The WRI analysis finds that the Obama Administration, which committed to the 17% goal in 2009, has the opportunity to move forward in four key areas:

  • Implementing “strong standards for carbon dioxide pollution from existing power plants.”
  • Reducing non-energy sources of emissions, including hydrofluorocarbons.
  • Limiting methane emissions from natural gas production.
  • Increasing energy efficiency from industry and home appliances.

In its summary for policymakers, the WRI recommends that the Environmental Protection Agency (EPA) “should immediately pursue ‘go-getter’ emissions reductions from power plants and natural gas systems using its authority under the Clean Air Act. These two sectors represent two of the top opportunities for substantial GHG reductions between now and 2035.” Though it mentions slow economic growth, coal-to-gas fuel-switching, and reduced demand for transportation fuel as factors that have moderated U.S. GHG emissions since its last report, the WRI still projects “relatively modest growth” in emissions over the coming decades in its business-as-usual scenario.

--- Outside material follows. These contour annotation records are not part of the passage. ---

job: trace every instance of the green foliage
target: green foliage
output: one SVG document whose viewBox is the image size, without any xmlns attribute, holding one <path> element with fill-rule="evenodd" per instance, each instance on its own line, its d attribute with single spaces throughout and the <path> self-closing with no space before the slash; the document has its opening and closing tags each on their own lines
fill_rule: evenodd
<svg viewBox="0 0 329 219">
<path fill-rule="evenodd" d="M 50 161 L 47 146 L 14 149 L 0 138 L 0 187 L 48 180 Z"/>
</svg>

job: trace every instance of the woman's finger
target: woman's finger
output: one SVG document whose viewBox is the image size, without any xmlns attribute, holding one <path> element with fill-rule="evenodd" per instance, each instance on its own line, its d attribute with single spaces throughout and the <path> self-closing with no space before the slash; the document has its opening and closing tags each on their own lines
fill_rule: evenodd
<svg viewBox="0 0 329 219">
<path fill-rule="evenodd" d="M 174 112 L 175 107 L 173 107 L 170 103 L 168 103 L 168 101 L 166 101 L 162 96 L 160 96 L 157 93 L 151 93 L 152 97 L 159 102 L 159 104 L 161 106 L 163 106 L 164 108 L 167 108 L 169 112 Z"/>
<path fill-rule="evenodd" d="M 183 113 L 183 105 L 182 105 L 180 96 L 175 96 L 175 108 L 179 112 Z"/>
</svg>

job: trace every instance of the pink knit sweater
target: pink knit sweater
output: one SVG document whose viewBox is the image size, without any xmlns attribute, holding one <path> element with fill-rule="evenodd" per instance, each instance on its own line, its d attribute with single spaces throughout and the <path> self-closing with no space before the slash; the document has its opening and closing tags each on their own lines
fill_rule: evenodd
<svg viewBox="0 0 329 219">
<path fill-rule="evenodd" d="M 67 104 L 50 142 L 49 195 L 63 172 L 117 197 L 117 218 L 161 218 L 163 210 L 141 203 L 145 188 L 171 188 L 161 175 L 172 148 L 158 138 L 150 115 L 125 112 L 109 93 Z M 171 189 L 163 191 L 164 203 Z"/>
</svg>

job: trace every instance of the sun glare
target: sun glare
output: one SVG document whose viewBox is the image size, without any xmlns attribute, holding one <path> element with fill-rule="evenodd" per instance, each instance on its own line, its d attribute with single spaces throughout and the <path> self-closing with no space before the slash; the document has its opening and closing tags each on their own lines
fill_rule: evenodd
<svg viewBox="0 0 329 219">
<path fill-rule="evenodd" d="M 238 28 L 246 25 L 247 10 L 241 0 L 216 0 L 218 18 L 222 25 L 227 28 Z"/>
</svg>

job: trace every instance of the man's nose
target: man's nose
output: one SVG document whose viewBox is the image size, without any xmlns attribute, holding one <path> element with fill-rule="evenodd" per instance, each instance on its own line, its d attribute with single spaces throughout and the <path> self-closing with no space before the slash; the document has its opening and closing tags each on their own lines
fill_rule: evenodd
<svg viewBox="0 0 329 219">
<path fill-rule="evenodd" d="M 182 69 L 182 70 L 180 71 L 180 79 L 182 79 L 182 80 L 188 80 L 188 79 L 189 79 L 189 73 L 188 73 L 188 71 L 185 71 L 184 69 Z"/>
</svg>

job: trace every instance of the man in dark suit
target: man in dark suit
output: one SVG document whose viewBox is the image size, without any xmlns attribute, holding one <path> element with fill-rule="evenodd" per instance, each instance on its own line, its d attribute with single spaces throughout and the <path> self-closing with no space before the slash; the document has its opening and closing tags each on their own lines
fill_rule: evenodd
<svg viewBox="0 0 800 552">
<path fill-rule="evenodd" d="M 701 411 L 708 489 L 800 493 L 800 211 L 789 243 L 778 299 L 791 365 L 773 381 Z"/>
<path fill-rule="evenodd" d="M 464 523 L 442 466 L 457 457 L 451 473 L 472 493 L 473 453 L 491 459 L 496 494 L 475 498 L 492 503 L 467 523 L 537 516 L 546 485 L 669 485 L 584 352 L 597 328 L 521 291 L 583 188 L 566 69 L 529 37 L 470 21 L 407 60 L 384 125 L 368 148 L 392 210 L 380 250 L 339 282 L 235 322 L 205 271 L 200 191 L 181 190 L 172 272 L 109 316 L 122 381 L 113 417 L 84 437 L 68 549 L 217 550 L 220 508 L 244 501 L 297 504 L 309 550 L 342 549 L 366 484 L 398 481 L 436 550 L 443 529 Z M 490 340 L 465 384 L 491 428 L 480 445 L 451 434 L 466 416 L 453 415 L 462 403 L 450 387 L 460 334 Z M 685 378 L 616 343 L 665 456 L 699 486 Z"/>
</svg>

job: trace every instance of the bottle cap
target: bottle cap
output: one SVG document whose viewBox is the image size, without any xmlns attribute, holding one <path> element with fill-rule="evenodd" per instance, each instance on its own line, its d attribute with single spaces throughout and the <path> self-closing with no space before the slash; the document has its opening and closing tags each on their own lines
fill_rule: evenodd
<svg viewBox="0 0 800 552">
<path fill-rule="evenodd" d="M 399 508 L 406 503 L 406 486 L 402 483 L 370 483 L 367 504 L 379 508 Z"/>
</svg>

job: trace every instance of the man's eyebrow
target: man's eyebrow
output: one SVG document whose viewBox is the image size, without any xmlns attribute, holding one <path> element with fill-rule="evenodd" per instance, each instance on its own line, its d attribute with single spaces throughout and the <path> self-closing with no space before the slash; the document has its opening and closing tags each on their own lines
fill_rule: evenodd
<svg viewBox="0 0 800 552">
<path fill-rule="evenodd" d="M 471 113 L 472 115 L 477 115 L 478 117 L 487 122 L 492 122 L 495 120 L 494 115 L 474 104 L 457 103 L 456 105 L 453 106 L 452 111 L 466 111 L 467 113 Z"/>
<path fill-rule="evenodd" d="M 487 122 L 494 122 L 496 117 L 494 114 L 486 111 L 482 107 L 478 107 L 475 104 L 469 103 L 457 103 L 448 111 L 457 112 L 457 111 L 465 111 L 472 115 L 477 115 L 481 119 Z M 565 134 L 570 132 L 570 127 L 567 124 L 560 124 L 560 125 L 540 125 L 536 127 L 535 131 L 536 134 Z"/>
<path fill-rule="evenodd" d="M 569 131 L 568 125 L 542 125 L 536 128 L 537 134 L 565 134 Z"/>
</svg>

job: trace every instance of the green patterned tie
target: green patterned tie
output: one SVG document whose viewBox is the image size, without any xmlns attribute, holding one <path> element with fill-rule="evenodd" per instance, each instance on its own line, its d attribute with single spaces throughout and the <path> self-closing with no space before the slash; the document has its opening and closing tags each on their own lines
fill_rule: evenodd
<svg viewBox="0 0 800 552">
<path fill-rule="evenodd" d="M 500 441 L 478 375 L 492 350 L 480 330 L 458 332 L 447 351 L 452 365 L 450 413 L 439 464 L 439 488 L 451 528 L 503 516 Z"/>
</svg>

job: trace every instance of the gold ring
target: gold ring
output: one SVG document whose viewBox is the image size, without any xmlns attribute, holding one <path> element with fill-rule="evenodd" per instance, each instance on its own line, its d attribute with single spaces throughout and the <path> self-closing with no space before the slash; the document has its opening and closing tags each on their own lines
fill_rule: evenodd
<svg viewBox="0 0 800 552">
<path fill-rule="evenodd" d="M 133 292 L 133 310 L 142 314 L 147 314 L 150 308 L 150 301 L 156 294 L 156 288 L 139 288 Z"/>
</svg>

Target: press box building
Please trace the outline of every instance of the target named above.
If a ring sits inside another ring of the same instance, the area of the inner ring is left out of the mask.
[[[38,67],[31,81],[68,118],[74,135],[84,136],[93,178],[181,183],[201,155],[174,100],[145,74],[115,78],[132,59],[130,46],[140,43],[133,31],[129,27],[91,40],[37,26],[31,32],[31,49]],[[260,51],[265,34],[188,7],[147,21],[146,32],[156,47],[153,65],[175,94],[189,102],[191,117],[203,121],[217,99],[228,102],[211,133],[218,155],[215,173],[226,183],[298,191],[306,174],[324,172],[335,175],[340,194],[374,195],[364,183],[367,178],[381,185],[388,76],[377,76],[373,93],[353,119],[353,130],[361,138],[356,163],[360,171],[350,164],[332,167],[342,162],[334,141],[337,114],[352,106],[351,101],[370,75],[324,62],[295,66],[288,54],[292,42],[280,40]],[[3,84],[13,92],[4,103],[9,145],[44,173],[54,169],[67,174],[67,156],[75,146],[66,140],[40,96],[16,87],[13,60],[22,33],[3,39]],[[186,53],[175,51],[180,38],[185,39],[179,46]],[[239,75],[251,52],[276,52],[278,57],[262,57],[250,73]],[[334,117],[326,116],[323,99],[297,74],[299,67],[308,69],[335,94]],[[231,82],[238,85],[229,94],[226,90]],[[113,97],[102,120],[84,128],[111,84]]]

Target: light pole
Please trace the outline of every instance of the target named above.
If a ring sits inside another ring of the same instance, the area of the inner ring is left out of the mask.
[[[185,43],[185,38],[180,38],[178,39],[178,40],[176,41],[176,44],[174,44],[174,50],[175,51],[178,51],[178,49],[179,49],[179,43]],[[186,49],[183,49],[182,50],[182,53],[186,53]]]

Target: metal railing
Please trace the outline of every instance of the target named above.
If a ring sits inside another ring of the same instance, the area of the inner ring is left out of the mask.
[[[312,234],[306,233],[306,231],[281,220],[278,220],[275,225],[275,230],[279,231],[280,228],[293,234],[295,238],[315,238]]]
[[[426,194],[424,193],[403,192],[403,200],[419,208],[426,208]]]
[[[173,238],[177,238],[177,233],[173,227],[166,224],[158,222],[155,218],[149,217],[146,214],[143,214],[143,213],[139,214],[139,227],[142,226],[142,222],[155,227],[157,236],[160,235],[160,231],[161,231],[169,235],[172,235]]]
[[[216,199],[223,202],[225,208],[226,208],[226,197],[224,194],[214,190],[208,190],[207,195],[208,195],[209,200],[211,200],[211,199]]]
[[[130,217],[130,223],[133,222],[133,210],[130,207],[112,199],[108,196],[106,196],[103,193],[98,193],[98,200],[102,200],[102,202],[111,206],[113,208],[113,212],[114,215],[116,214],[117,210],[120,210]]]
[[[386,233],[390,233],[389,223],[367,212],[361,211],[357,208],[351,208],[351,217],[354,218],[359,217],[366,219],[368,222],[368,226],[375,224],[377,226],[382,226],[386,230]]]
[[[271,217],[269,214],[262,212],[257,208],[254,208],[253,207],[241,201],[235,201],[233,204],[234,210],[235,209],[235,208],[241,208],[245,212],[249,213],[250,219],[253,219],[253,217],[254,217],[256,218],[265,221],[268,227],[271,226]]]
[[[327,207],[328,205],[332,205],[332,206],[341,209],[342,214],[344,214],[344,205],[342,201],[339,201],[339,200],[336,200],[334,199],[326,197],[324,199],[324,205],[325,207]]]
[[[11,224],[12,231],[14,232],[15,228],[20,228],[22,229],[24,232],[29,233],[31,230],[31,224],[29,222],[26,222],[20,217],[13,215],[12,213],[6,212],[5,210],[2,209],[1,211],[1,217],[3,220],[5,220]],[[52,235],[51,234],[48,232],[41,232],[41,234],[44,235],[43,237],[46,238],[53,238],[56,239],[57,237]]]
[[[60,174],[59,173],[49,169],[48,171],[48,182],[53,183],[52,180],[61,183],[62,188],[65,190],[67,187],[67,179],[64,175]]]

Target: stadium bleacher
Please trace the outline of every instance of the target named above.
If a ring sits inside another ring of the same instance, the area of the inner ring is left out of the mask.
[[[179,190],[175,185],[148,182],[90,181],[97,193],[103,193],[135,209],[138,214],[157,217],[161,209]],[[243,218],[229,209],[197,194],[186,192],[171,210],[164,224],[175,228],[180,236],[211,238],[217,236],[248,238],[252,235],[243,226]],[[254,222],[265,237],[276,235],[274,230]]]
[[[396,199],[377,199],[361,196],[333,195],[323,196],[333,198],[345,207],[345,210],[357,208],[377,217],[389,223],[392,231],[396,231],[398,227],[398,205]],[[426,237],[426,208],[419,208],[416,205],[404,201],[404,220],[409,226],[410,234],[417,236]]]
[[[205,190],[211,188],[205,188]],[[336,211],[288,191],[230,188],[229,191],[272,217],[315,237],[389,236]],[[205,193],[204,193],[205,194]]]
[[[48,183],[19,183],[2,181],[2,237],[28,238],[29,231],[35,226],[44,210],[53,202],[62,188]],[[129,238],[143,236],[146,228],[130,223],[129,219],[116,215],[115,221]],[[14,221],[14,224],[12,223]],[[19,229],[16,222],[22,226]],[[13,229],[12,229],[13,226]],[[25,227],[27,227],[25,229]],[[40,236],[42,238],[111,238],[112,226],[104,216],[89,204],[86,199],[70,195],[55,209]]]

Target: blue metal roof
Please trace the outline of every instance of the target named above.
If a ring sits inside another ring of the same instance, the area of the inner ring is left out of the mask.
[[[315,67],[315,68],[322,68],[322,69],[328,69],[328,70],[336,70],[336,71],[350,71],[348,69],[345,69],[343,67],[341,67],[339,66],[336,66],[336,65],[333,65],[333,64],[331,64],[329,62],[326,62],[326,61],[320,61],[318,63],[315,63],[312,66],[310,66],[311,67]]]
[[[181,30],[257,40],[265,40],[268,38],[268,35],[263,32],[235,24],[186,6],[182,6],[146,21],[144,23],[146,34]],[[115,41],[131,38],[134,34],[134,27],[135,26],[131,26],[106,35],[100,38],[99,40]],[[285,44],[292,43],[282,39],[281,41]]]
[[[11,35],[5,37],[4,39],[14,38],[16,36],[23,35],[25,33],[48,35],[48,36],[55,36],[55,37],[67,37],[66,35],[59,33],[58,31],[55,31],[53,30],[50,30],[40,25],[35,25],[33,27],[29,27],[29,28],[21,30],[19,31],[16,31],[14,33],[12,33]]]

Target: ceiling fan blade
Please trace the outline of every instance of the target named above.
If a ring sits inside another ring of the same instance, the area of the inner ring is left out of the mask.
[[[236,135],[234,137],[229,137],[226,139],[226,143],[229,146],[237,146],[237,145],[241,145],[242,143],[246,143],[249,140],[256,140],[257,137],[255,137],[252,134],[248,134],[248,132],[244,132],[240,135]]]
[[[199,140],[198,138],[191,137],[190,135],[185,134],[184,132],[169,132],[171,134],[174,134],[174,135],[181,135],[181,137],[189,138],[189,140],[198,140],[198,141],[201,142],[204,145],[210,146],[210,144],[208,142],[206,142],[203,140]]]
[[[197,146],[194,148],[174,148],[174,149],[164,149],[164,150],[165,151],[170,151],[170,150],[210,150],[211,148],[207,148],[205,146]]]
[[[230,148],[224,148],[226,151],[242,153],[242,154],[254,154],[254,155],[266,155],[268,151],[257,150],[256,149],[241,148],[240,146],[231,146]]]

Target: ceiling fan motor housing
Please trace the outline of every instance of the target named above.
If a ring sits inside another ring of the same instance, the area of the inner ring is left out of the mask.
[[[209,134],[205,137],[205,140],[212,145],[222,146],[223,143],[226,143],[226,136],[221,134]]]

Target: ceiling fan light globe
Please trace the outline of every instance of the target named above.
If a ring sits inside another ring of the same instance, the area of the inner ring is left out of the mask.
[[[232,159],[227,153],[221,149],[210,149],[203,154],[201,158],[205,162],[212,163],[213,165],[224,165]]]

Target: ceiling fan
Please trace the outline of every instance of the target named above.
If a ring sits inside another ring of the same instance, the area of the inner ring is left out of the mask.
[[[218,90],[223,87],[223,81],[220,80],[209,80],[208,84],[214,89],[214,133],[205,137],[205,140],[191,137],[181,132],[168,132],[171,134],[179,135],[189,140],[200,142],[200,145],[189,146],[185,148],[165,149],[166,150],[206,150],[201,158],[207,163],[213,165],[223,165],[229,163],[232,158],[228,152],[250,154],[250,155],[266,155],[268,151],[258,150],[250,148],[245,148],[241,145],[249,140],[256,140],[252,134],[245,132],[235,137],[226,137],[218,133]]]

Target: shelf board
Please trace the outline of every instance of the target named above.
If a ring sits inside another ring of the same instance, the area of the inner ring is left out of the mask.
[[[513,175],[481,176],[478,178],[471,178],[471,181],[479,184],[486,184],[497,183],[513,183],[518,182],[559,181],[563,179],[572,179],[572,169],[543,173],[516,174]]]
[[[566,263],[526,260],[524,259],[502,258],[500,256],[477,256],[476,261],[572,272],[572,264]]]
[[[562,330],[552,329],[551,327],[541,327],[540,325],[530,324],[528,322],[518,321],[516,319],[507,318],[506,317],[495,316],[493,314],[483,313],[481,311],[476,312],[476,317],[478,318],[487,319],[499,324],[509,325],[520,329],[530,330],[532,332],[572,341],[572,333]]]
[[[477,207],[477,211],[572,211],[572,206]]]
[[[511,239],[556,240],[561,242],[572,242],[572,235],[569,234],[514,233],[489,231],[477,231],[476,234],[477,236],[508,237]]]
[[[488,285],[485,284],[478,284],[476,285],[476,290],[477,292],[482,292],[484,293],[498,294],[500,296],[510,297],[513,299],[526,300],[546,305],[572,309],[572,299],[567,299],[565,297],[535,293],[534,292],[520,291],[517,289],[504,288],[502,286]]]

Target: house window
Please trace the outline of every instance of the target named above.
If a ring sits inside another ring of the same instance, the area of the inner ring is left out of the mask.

The report says that carbon emissions from power plants can be reduced through the following federal regulatory authorities:

  • “Flexible and ambitious” performance standards for existing power plants under section 111 of the Clean Air Act (the EPA’s 2012 new source performance standards only covered new power plants).
  • Appliance and equipment efficiency standards under Department of Energy authority.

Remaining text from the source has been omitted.